The growth rates in the Penn World Tables do differ from national accounts. International prices are useful for adjusting GDP estimates for differences in price level; they are certainly preferable to using exchange rates. However, using domestic prices to measure growth rates is more reliable, because those prices characterize the trade-offs faced by the decision-making agents, and hence they have a better foundation in the economic theory of index numbers. Probably the ideal is to use Penn WorldTable numbers for levels and the usual national accounts data for growth-rates.
From Hanousek et. al.:
As an indication of the lack of impact of the series of articles pointing out the problems with growth rates derived from the PWT data, although Nuxoll’s paper appeared in the leading professional journal in economics, it was cited in only five of the literally hundreds of empirical cross-country growth studies between 1994 and 2002.

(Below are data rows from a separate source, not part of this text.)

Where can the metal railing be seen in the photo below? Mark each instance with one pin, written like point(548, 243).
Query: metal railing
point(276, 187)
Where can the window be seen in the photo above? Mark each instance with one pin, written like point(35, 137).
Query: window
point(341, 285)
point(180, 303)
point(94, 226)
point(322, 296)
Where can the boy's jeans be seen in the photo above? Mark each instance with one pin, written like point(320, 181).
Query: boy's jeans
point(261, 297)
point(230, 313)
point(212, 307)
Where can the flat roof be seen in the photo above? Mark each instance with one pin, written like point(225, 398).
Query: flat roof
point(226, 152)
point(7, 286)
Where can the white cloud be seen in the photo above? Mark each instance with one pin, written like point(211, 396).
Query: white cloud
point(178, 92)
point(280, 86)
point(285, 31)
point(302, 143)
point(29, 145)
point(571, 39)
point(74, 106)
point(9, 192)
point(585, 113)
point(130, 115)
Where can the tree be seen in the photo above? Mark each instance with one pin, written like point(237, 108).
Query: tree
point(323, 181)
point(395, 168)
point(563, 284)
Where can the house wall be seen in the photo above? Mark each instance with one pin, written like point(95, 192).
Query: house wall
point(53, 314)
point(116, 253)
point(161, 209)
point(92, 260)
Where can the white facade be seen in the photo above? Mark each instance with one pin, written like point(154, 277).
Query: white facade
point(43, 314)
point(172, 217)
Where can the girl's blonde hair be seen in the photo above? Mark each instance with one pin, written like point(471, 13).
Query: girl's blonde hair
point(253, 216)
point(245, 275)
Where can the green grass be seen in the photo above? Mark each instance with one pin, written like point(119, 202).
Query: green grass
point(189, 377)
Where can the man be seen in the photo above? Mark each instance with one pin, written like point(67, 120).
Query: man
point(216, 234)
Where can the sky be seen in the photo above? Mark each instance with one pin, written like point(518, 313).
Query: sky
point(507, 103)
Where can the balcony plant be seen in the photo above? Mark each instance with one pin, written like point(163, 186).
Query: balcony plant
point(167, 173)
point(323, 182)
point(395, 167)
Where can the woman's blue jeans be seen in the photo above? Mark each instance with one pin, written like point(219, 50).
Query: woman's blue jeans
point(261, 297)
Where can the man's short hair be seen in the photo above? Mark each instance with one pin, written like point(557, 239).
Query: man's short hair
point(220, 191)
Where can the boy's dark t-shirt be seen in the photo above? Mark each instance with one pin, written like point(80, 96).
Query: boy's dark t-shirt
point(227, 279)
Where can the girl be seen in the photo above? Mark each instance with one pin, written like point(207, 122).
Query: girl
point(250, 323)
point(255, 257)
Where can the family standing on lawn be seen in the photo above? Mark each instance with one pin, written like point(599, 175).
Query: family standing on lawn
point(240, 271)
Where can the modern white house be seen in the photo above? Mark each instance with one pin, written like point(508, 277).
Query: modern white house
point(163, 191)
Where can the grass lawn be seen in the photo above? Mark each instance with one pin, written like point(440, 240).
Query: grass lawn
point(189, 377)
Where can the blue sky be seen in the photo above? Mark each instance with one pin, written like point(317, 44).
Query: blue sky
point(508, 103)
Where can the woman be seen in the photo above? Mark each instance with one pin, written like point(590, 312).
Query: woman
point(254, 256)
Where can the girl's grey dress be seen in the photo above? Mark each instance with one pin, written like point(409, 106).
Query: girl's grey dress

Predictably, this paper was not published in a "leading" journal. Folks like Barro, MRW, etc. really don't like to be told that they have been wrong all along.
While there is some concern for comparability across countries, economists have not really paused to think (or perhaps they over-thought the problem) - If I live in a country in the economists' sample would I be interested in knowing what factors cause my GNP to grow in terms of my local currency or some abstract price-comparability exchange weighted terms? The obvious answer (to me, at least) is that I don't really care about my GNP denominated in some abstract way - I care about it on my terms, i.e. local currency.